The US-led coalition will redeploy hundreds of troops from bases in Iraq including to outside the country, coalition and US officials said Tuesday (March 17th).
The announcement came hours after another rocket attack targeted an Iraqi base where foreign troops are located, the 24th such attack in less than six months.
"The coalition is re-positioning troops from a few smaller bases," said coalition spokesman Myles Caggins.
The first redeployment was taking place Tuesday from al-Qaim, the western base along the border with Syria, a coalition official told AFP.
"A transfer ceremony is taking place today to hand over the facilities to Iraqi forces, and the intent is that all coalition troops will be leaving al-Qaim," the official said.
"It is historic," the official said, adding that about 300 coalition troops would be moved out of the base.
Some had already been redeployed to coalition positions in neighbouring Syria along with artillery, while others would be sent to other bases in Iraq or to Kuwait.

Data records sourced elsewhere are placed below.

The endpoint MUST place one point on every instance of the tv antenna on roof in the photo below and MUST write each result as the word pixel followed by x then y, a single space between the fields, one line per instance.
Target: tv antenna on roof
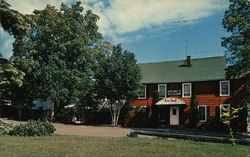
pixel 186 34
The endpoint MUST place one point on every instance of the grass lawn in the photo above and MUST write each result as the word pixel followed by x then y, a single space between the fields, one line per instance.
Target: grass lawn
pixel 80 146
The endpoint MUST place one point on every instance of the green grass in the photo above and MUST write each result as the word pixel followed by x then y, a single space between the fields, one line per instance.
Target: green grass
pixel 80 146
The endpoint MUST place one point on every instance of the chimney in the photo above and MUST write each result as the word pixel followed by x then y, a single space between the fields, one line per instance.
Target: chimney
pixel 188 61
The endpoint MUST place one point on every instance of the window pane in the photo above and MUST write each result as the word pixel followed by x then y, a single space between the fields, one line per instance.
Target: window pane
pixel 224 88
pixel 224 110
pixel 202 115
pixel 162 90
pixel 187 91
pixel 142 92
pixel 174 111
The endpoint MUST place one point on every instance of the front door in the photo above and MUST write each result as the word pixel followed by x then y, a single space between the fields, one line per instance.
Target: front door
pixel 174 115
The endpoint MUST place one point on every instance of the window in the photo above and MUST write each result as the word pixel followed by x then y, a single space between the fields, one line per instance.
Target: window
pixel 174 112
pixel 162 89
pixel 142 92
pixel 186 90
pixel 224 109
pixel 224 88
pixel 203 113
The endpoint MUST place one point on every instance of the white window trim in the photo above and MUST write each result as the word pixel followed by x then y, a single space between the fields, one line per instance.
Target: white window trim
pixel 165 89
pixel 183 90
pixel 229 105
pixel 228 88
pixel 145 87
pixel 205 112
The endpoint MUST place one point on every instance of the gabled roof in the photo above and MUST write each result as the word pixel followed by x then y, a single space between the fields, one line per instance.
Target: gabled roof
pixel 201 69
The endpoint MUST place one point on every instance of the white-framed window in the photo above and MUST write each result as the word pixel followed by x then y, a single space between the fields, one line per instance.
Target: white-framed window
pixel 203 111
pixel 224 109
pixel 142 92
pixel 162 89
pixel 186 90
pixel 224 88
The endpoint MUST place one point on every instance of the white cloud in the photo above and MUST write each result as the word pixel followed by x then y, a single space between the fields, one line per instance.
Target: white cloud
pixel 125 16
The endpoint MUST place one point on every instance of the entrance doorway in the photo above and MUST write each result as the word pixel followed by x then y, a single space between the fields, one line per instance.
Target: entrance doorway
pixel 174 115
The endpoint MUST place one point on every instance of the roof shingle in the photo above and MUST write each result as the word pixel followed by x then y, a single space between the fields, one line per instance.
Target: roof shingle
pixel 202 69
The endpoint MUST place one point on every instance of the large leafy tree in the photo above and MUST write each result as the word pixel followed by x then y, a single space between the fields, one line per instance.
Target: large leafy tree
pixel 117 80
pixel 57 55
pixel 237 21
pixel 12 21
pixel 15 24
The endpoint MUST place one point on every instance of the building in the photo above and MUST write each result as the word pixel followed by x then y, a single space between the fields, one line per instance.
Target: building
pixel 178 82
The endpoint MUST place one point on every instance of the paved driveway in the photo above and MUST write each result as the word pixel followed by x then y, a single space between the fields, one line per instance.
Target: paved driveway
pixel 101 131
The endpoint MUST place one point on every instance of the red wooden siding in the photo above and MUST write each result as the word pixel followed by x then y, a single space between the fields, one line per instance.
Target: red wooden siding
pixel 207 93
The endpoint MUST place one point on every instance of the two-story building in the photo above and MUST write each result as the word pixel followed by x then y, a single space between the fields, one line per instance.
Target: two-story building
pixel 178 81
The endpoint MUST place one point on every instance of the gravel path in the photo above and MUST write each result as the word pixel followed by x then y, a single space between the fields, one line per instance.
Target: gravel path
pixel 99 131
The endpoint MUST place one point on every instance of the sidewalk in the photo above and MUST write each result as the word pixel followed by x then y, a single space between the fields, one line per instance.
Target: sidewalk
pixel 192 134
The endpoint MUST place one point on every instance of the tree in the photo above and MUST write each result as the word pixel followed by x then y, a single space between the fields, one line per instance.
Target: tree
pixel 237 21
pixel 12 21
pixel 117 80
pixel 57 54
pixel 15 24
pixel 9 74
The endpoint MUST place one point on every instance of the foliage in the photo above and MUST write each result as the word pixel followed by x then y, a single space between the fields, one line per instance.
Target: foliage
pixel 12 21
pixel 228 114
pixel 237 21
pixel 9 74
pixel 15 24
pixel 33 128
pixel 193 112
pixel 57 55
pixel 117 80
pixel 5 127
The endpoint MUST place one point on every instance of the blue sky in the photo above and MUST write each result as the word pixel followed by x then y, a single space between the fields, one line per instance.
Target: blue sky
pixel 149 28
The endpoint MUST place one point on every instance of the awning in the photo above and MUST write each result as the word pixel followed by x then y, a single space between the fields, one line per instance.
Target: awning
pixel 171 101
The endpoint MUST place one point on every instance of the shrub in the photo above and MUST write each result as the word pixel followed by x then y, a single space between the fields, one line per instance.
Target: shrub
pixel 33 128
pixel 5 128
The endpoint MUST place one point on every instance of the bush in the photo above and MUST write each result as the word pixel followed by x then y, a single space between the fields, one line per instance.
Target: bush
pixel 5 128
pixel 33 128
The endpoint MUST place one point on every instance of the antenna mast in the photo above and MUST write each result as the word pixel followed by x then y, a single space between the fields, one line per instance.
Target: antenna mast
pixel 186 33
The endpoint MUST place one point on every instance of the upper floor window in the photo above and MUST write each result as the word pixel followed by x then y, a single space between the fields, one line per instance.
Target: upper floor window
pixel 224 88
pixel 224 110
pixel 142 92
pixel 203 113
pixel 162 89
pixel 186 90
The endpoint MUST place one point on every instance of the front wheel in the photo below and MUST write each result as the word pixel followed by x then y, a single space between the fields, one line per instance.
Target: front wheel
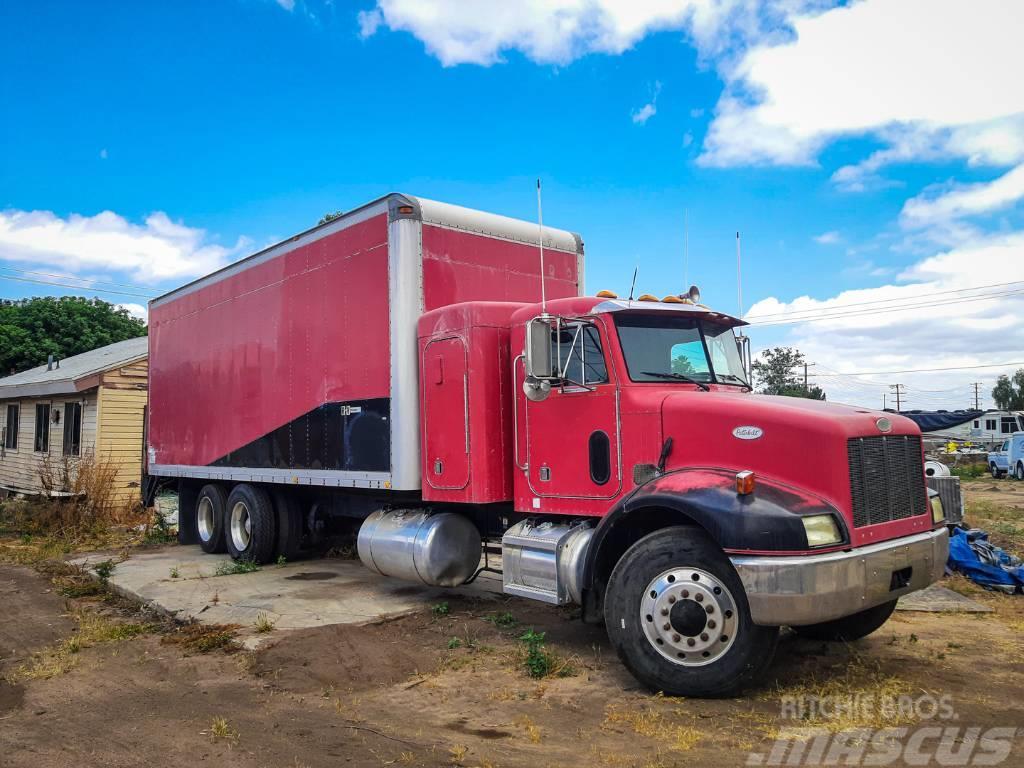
pixel 849 628
pixel 677 615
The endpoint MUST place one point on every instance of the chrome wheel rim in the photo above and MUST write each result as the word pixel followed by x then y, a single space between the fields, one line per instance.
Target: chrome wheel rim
pixel 242 526
pixel 204 519
pixel 689 616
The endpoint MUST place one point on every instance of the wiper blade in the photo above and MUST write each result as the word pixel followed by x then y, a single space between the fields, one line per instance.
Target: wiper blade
pixel 677 377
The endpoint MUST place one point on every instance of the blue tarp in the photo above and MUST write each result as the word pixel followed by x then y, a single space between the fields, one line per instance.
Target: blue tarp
pixel 973 555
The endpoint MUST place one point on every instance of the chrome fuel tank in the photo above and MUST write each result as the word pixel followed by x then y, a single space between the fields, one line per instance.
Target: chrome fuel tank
pixel 438 549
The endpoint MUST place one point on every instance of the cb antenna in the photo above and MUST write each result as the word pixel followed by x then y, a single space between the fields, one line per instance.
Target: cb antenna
pixel 739 280
pixel 540 225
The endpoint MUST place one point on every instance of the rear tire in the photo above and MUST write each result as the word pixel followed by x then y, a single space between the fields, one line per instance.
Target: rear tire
pixel 210 507
pixel 250 527
pixel 677 615
pixel 290 525
pixel 849 628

The official denied that the redeployment was a response to a spike over the last week in rocket attacks targeting foreign troops stationed across Iraq, which the US blames on Iran-backed Iraqi factions.
Troops to leave 3 bases
Some 5,200 US forces are positioned across Iraq and form the bulk of the coalition set up in 2014 to help local forces battle the "Islamic State of Iraq and Syria" (ISIS).

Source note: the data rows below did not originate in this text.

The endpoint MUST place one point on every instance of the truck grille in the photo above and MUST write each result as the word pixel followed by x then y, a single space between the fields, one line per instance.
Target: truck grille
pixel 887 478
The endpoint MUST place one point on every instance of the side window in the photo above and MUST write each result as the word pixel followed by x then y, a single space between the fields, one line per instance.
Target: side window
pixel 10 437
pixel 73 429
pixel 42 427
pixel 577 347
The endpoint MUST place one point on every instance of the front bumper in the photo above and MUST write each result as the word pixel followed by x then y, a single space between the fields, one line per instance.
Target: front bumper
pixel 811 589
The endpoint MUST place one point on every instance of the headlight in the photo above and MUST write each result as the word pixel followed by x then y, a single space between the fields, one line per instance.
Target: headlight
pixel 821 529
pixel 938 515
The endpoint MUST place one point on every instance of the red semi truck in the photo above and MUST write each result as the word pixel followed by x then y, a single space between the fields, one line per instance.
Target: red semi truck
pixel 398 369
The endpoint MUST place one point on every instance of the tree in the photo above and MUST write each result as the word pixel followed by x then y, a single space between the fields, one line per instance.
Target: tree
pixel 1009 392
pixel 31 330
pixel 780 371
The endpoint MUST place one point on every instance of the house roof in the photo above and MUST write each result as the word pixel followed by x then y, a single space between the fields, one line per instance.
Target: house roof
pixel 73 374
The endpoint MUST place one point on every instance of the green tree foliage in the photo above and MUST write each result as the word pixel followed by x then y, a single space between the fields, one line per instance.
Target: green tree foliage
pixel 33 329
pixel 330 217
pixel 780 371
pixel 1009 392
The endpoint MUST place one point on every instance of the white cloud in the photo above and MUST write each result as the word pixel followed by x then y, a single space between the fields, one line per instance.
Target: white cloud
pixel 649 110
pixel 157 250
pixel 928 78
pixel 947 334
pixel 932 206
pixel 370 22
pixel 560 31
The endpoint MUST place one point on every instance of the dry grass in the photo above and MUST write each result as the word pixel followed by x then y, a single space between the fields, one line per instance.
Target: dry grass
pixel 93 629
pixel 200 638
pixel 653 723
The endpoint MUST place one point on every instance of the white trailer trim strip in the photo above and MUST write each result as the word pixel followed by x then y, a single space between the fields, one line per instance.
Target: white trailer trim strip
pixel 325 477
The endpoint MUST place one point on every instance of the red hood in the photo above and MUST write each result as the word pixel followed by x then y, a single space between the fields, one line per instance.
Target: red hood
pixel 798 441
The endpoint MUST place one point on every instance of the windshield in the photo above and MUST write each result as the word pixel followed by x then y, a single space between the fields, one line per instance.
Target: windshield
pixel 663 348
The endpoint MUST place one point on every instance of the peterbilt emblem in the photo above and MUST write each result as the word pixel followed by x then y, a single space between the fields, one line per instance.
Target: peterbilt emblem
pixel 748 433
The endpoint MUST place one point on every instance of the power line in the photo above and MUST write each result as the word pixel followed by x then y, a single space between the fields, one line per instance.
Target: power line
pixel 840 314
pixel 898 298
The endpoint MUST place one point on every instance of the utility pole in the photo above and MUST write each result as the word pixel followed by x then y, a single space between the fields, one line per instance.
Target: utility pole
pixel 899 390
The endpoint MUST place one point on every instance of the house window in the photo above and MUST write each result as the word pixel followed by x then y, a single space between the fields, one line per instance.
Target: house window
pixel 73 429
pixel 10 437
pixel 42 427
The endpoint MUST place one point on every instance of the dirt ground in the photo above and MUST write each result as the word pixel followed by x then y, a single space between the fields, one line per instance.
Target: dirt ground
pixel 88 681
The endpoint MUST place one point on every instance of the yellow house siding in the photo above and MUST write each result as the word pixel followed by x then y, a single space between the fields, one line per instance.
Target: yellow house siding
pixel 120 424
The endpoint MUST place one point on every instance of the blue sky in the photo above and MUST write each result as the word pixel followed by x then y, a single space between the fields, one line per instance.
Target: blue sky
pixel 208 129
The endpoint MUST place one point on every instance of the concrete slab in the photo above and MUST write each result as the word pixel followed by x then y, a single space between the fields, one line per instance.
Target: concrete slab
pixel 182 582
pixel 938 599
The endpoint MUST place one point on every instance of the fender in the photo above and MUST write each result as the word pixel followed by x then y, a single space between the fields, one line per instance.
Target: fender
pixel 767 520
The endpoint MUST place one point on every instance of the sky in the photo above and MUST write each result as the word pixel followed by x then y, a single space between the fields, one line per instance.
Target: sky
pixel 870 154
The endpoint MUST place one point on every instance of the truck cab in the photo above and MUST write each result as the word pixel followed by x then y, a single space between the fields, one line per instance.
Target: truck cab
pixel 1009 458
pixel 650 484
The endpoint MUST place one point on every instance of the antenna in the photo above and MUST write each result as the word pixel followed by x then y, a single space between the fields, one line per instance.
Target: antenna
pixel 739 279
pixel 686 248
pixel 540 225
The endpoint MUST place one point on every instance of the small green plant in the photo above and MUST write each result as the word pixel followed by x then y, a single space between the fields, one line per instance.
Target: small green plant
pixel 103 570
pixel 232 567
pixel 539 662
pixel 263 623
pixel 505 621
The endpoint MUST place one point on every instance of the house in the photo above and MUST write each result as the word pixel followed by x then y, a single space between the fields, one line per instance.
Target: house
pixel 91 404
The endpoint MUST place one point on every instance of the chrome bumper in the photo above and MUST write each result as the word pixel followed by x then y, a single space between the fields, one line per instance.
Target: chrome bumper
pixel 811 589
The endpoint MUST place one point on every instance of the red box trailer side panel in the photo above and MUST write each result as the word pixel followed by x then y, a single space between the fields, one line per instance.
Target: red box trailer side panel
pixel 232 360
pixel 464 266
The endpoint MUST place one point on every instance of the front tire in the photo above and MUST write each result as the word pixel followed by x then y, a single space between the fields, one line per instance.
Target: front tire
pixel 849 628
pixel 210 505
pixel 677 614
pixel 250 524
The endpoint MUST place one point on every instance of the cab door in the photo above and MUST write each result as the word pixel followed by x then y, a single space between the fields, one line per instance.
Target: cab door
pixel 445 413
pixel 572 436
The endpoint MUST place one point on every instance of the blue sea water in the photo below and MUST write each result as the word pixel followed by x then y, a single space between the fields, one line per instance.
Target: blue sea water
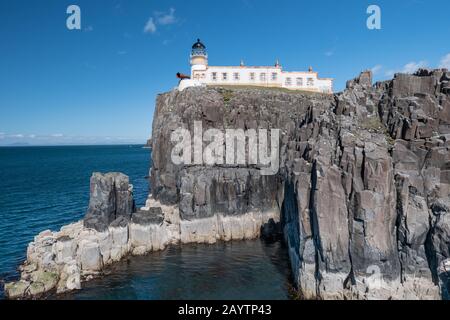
pixel 47 187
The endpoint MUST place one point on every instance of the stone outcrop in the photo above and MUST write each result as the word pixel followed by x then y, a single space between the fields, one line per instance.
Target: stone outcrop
pixel 111 199
pixel 362 193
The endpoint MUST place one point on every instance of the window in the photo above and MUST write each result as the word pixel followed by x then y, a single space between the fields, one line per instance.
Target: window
pixel 262 77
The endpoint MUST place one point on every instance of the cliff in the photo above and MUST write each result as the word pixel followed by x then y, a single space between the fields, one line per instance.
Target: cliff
pixel 358 182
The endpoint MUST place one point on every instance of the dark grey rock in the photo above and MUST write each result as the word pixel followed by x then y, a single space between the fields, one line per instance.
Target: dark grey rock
pixel 111 197
pixel 363 180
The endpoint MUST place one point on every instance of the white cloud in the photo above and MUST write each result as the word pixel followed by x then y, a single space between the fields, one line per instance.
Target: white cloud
pixel 445 61
pixel 166 18
pixel 376 69
pixel 150 27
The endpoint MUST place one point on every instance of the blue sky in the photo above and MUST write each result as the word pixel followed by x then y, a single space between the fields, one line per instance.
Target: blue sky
pixel 99 84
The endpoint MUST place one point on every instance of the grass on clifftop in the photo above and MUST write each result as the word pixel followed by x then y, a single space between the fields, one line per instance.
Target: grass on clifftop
pixel 275 89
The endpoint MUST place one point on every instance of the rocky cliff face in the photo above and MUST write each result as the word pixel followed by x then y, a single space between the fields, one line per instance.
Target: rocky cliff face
pixel 363 190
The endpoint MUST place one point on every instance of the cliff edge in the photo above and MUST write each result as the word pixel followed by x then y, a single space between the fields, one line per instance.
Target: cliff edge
pixel 358 182
pixel 363 187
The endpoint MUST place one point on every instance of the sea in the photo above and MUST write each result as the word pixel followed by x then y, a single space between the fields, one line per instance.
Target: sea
pixel 47 187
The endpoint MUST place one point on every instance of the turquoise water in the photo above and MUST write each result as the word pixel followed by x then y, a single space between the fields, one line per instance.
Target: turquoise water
pixel 47 187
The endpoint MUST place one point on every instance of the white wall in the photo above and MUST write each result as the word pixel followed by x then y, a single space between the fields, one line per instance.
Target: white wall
pixel 205 75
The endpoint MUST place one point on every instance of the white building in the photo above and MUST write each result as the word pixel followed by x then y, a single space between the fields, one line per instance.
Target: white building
pixel 264 76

They are deployed at about a dozen bases in Iraq alongside local forces.
A US official told AFP that coalition troops would leave three bases. In addition to al-Qaim, troops at the al-Qayyarah and Kirkuk bases in northern Iraq were set to be withdrawn by the end of April.
While al-Qaim has not been hit by rockets, both al-Qayyarah and Kirkuk have faced heavy rocket fire in recent months.

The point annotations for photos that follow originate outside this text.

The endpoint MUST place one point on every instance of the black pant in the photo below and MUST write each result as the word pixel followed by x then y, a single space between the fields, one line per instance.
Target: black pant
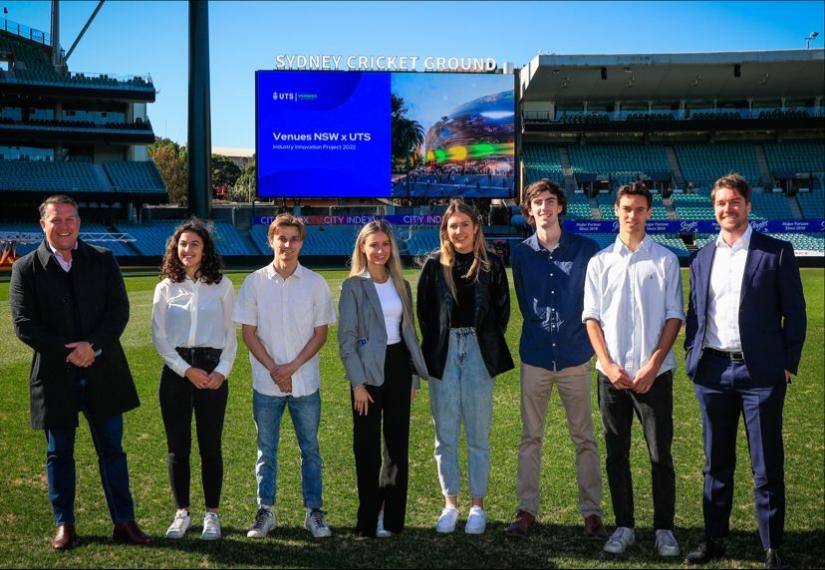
pixel 178 397
pixel 387 485
pixel 655 412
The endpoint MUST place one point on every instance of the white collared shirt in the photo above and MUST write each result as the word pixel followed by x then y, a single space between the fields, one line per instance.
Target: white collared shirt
pixel 286 312
pixel 725 292
pixel 193 314
pixel 632 294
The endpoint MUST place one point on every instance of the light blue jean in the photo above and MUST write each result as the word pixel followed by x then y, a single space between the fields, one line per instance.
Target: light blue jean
pixel 464 393
pixel 306 417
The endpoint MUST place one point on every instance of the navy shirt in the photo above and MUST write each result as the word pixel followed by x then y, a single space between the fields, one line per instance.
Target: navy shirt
pixel 550 292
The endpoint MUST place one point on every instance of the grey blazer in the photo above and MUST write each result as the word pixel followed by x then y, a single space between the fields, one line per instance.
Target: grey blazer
pixel 362 333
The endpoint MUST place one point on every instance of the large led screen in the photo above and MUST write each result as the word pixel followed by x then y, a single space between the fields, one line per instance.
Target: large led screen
pixel 382 134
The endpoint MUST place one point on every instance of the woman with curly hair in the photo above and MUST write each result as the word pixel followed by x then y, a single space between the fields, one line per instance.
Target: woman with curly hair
pixel 190 304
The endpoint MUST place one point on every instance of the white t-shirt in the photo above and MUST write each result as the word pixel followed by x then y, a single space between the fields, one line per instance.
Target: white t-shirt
pixel 392 308
pixel 286 312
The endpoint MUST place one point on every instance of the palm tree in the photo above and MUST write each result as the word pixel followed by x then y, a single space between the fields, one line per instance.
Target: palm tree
pixel 407 135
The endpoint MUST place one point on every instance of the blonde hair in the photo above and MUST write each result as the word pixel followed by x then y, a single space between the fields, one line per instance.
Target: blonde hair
pixel 480 259
pixel 358 262
pixel 285 220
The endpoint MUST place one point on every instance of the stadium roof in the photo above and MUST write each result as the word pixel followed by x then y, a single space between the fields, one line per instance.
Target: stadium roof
pixel 762 74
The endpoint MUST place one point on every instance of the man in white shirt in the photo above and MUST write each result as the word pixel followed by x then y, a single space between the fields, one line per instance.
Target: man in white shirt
pixel 285 310
pixel 633 312
pixel 744 336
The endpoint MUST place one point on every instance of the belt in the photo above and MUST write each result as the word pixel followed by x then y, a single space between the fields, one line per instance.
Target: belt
pixel 732 356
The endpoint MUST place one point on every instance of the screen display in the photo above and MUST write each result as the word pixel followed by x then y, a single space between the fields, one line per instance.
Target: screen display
pixel 384 135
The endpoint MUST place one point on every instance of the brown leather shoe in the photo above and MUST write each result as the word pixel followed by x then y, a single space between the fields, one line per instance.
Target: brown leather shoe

"There was no trigger but the violence helped keep the (withdrawal) pace fast," the official said, noting that overall troop numbers in Iraq would remain the same.
Secretary of State Mike Pompeo warned Iraq Monday the US would retaliate "as necessary" against any new assaults on Americans and "will take additional action as necessary in self-defence".
In a phone call with Iraq's caretaker prime minister Adel Abdul Mahdi, Pompeo said that Baghdad "must defend coalition personnel" who are officially deployed as part of the campaign against ISIS.